Azure Industrial IoT Platform
MIT License
523 stars 214 forks source link

BadNodeIdUnknown not re-evaluated despite short retry delays? #2188

Closed NoTuxNoBux closed 7 months ago

NoTuxNoBux commented 8 months ago

Describe the bug I have the OPC Publisher configured with --badnoderetrydelay=5 --invalidnoderetrydelay=5, but after the specified amount of seconds, it still doesn't appear to start monitoring the items that failed creating before.

Is there another option I'm missing or do these options perhaps not do what I think it does?

To Reproduce Steps to reproduce the behavior:

  1. Subscribe to a property that doesn't exist yet.
  2. Observe the following warning in the logs:
    [24-02-12 12:18:46.9059] warn: Azure.IIoT.OpcUa.Publisher.Stack.Services.OpcUaMonitoredItem.DataItem[0]
      Error adding monitored item Data Item 'ns=1;s=:Robot:Applications:IO:string:sJoints:sJoints[0]' with server id  - not created to 
    subscription #2412385306 due to BadNodeIdUnknown.
  3. Make the property exist without restarting the server or doing so quickly enough so a disconnection does not occur.
  4. Observe the property still not being monitored after 5 seconds.

Expected behavior The items are picked up and monitored after the specified interval, and immediately have their initial data sent over the wire, as is the case for other properties that are subscribed to for the first time by default as well.
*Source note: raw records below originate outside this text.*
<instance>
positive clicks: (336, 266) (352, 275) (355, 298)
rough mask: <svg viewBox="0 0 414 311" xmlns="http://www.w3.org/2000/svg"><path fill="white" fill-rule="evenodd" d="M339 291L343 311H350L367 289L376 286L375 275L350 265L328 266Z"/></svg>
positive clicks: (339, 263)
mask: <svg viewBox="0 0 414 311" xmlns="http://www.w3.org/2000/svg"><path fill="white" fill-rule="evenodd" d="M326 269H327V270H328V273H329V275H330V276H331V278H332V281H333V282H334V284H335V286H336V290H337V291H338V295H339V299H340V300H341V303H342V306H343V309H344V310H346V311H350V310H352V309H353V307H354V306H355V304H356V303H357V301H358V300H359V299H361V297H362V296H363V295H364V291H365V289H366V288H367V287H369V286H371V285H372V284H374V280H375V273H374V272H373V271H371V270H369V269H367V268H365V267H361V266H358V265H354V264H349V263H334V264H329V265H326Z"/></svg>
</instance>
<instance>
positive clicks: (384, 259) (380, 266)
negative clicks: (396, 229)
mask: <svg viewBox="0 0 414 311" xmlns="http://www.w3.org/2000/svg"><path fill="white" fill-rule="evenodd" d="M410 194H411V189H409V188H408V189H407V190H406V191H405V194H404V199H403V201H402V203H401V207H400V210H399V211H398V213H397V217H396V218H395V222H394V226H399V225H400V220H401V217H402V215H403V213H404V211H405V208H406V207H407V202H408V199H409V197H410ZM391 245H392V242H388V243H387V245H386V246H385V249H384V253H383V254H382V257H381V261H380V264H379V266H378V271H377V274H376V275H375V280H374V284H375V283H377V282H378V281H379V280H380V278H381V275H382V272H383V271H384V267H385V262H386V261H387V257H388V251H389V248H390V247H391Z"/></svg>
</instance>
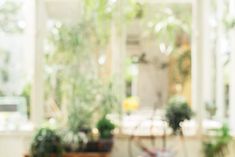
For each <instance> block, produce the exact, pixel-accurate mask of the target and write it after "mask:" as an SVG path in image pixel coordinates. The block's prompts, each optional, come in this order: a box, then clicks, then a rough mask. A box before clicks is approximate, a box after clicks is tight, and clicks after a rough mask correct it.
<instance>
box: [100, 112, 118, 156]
mask: <svg viewBox="0 0 235 157" xmlns="http://www.w3.org/2000/svg"><path fill="white" fill-rule="evenodd" d="M97 129H98V130H99V134H100V139H99V145H98V148H99V152H110V151H111V149H112V146H113V130H114V129H115V125H114V124H113V123H112V122H111V121H110V120H109V119H108V118H107V116H103V117H102V118H101V119H100V120H99V121H98V123H97Z"/></svg>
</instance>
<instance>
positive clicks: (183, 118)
mask: <svg viewBox="0 0 235 157" xmlns="http://www.w3.org/2000/svg"><path fill="white" fill-rule="evenodd" d="M192 115H193V112H192V110H191V108H190V107H189V105H188V103H187V101H186V100H185V99H184V98H183V97H180V96H176V97H173V98H171V99H170V101H169V104H168V107H167V109H166V120H167V122H168V124H169V126H170V127H171V128H172V130H173V133H174V134H177V133H180V135H183V131H182V128H181V125H180V123H181V122H183V121H185V120H190V119H191V117H192Z"/></svg>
Additional context I can cause this on my server because it has specific properties that only become available once an application is loaded on it, so as long as I don't load it, they don't exist. This ties in to the old ticket #1890, which I expected to be fixed now since there is official support for these command line options.

This condition can occur in production for us, meaning that if the publisher happens to connect before an application is loaded, or when another application is loaded, it won't monitor the necessary properties once the application is loaded, and will never try to do so again until a restart happens.

marcschier commented 8 months ago

Looks like a regression.

marcschier commented 7 months ago

Issue is due to the configuration being overridden with 0 and 0 now disabling it. This is now fixed.